Donald Chisholm entered the point leader and came out 13 points in the rearview of Blenkhorn, but it wasn’t for lack of trying. The Nova Racing team was busy putting together an axle along with the snout on the rear end that broke before final practice on Saturday. They got the thing back together and Chisholm got up on the wheel during the race, finishing seventh and was one of the faster cars outside of Mackinnon and Slaunwhite near the end.

For a while, three of our five Dodge drivers were running within a pack. Greg Proude, John Flemming and Kent Vincent, who finally turned his luck around with a Dash appearance and a top ten run, put on a show throughout the race. Proude was consistent, finishing behind Shawn Turple in sixth. Vincent was solid in eighth and Flemming faded a bit at the end to ninth. Our top rookie, DJ Casey, finished tenth after the team had to put together a rear end following the Atlantic Tiltload Time Trials. Not bad to come from the rear of the field in a caution free race!

Flemming and Jonathan Hicken both kind of hinted at their rivalry not being over. When asked, both drivers gave the “you’ll have to talk to him about that” line. They were not near each other during the race, but played some mind games with each other during the second practice when they were the only two on the track. One would slow down, let the other pass and then speed up when the gap was great enough. Take it for what it’s worth, I don’t think we’ve seen the last of that show.

Think about it though, the Linde 100 runs green to checkered without a caution in just a shade under 25 minutes. A total of 19 cars started, not one car entered or exited the pits and 11 of them finished on the lead lap. Michael Kyle finished 19th, only four laps down. That says something for the competition of this series and how close it is. We also have four different winners in five races. The action so far this season has been nothing short of exciting!

Tip of the cap to the Butcher Racing team for loaning a motor to Sarah McKay and the #32 camp after theirs began to go sour following an early practice run. Great effort by the team to change the motor and get Sarah back out on track for her heat race.  

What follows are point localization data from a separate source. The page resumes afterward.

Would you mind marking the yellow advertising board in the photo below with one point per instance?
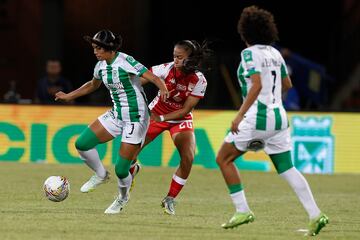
(322, 142)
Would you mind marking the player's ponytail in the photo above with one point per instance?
(198, 53)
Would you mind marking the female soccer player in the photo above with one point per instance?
(186, 85)
(261, 121)
(129, 116)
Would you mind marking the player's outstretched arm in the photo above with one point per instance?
(164, 93)
(188, 106)
(85, 89)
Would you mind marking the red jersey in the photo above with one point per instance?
(180, 86)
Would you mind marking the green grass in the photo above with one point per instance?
(202, 206)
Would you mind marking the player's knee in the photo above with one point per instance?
(122, 167)
(81, 145)
(121, 172)
(87, 140)
(219, 160)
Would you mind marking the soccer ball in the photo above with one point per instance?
(56, 188)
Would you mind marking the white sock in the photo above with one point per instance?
(240, 202)
(179, 180)
(124, 186)
(92, 159)
(302, 190)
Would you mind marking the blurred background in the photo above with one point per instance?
(319, 41)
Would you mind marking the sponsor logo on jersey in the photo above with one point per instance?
(247, 56)
(114, 86)
(130, 59)
(138, 67)
(191, 86)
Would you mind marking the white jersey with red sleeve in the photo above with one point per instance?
(180, 86)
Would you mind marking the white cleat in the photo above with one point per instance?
(93, 182)
(118, 205)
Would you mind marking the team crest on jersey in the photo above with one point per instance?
(247, 56)
(130, 59)
(138, 67)
(191, 86)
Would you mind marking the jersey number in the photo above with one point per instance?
(273, 89)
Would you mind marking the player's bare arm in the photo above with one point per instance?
(164, 93)
(143, 81)
(188, 106)
(286, 84)
(85, 89)
(249, 100)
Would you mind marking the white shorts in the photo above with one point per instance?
(132, 132)
(250, 139)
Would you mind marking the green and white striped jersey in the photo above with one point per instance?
(267, 112)
(121, 77)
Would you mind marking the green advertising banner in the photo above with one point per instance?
(322, 143)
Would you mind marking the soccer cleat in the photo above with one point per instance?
(93, 182)
(317, 224)
(239, 219)
(168, 204)
(118, 205)
(134, 169)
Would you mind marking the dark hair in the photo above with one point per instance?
(106, 39)
(257, 26)
(197, 54)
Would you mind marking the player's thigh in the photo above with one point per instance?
(243, 137)
(155, 129)
(107, 126)
(278, 143)
(185, 143)
(227, 153)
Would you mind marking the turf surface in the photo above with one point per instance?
(201, 207)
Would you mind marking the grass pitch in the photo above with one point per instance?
(201, 207)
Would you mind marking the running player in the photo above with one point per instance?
(261, 122)
(129, 116)
(186, 85)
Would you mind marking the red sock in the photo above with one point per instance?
(176, 185)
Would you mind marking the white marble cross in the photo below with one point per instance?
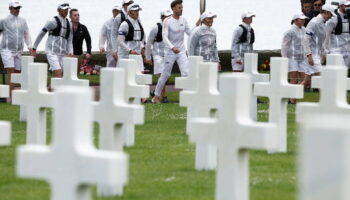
(332, 59)
(133, 92)
(142, 79)
(112, 112)
(22, 79)
(36, 99)
(70, 75)
(206, 92)
(251, 68)
(234, 132)
(278, 90)
(189, 83)
(324, 171)
(72, 163)
(5, 127)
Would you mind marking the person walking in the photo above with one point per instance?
(60, 40)
(105, 38)
(174, 29)
(15, 33)
(242, 42)
(155, 49)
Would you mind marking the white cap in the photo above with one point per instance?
(15, 4)
(166, 13)
(299, 16)
(117, 8)
(344, 2)
(329, 8)
(247, 14)
(63, 6)
(127, 1)
(134, 6)
(207, 15)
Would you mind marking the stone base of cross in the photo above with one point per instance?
(251, 69)
(22, 79)
(5, 127)
(72, 164)
(324, 139)
(70, 75)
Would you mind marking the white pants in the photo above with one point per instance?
(169, 60)
(55, 61)
(158, 64)
(111, 62)
(11, 59)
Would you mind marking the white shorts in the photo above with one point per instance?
(11, 59)
(158, 64)
(296, 66)
(312, 69)
(236, 66)
(55, 61)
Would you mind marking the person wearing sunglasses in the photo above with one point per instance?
(60, 40)
(314, 43)
(338, 29)
(15, 33)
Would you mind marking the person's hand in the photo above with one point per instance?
(148, 62)
(133, 52)
(175, 50)
(219, 67)
(115, 56)
(87, 56)
(310, 60)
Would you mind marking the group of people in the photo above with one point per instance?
(327, 31)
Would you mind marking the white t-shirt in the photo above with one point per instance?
(174, 34)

For those that have asked, and I’m not going into great detail why, but King Racing did not pass pre-race inspection on Saturday and opted not to run the Linde 100. The tech team tells me it is an issue that was discovered at an event prior to Saturday and the team had more than a week to fix the issue. Nobody likes seeing a car load up prior to racing, but you have to give the entire technical staff a tip of the cap for being fair across the board. This isn’t the first time a team on the series has failed a pre or post race inspection after giving ample time to fix an issue.

Now we head to Speedway 660, a track that can go either way. We’ve seen clean races there and we’ve also seen, let’s call them, eventful races there as well. We will preview the upcoming Cummins 100 later in the week.

Until then, keep the hammer down and we’ll see you at the track!